The Henson Journals

Wed 7 July 1920

Volume 28, Pages 34 to 35

[34]

Wednesday, July 7th, 1920.

I spent the day at Lambeth where we discussed Foreign Mission Problems. On the whole 'twas a very dull day. [I was most interested by a speech which was made by the Bishop in Jerusalem. He denounced Zionism with much vigour: said that the whole country was longing for a restoration of Turkish rule: & that the appointment of Sir Herbert Samuel had given the coup de grace to British credit.] The Bp. of Calcutta (Westcott) described the difficulties which had arisen between missionaries & the Government. He acquitted the German missionaries and the Government. He acquitted the German missionaries of any active agitation against British rul, but said that of necessity they carried their national feeling & sympathies with them. Some of them objected to taking the pledge wh. the Governt of India exacts from alien missionaries, viz: that they will make their converts good citizens of the British Empire. Azariah, the Tamil bishop of Dornakal, made a striking speech about nationalism in India. There was a general expression of disgust & contempt for everything specifically Anglican (Prayer Book, 39 Articles, etc.). We must be "Catholick" or nothing! Bishop Root of Hankow pointed out that the position of the English & American missionaries in Corea with respect to the Japanese Govt was precisely identical with that of the alien missionaries in India with respect to the Government of India.

[35]

The speeches of the Bishop of Zanzibar are somewhat perplexing. He speaks contemptuously of the Conference, & all its ways: tells the Bishops to live among the poor in the slums, & ask them to dinner: describes the episcopal character very grotesquely, & is treated as "a chartered libertine". He is elaborately polite to me. I doubt whether he is taken seriously by anybody, though he is generally popular.

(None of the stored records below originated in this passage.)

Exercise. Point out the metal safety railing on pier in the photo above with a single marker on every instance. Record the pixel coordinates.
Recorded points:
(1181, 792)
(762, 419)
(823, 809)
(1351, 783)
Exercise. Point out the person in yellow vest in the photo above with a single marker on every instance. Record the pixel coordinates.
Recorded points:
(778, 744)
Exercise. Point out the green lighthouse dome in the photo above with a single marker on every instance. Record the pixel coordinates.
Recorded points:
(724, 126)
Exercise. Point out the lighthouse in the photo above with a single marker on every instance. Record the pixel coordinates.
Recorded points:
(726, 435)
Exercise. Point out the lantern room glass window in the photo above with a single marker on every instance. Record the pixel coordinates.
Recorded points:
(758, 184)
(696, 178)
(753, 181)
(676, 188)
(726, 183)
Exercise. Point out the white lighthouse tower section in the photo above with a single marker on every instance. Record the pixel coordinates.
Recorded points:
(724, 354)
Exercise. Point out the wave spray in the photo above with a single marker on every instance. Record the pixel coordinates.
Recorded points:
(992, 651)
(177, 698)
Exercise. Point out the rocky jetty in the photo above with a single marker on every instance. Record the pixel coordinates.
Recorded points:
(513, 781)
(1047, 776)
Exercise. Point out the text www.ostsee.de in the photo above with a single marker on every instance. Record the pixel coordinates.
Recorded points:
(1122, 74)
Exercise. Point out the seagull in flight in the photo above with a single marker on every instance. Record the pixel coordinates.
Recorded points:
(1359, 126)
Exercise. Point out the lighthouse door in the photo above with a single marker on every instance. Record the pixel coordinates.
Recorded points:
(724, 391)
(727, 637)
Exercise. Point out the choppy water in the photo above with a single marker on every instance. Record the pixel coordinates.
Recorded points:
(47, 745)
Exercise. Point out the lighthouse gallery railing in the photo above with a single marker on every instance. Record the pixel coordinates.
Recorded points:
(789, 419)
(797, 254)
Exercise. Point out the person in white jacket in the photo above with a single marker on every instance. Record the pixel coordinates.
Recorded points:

Bishop Palmer (Bombay) seems to regard himself, and to be regarded, as a highly important member of the Conference. His stutter obstructs his eloquence, but he speaks often. I find it difficult to understand his drift, but he is bitterly contemptuous of everything distinctively English, & evidently an ardent advocate of disestablishment in India & in England. The American bishops so far have made no figure. Even Brent was disappointing. Bp. Roots of Hankow is the best of them.

I dined at the Mansion House. Ralph & Welldon went with me. There were no ladies. I sat between the Bishops of London & Bristol. The American Bishops, so far as I could perceive, were all drinking wine freely, in spite of Prohibition. Their oratory after dinner was characteristically bombastic, & the Bishop of Tennessee (Gailor), who acts as their leader, ascribed to Lanfranc Langton's performance in the matter of Magna Carta.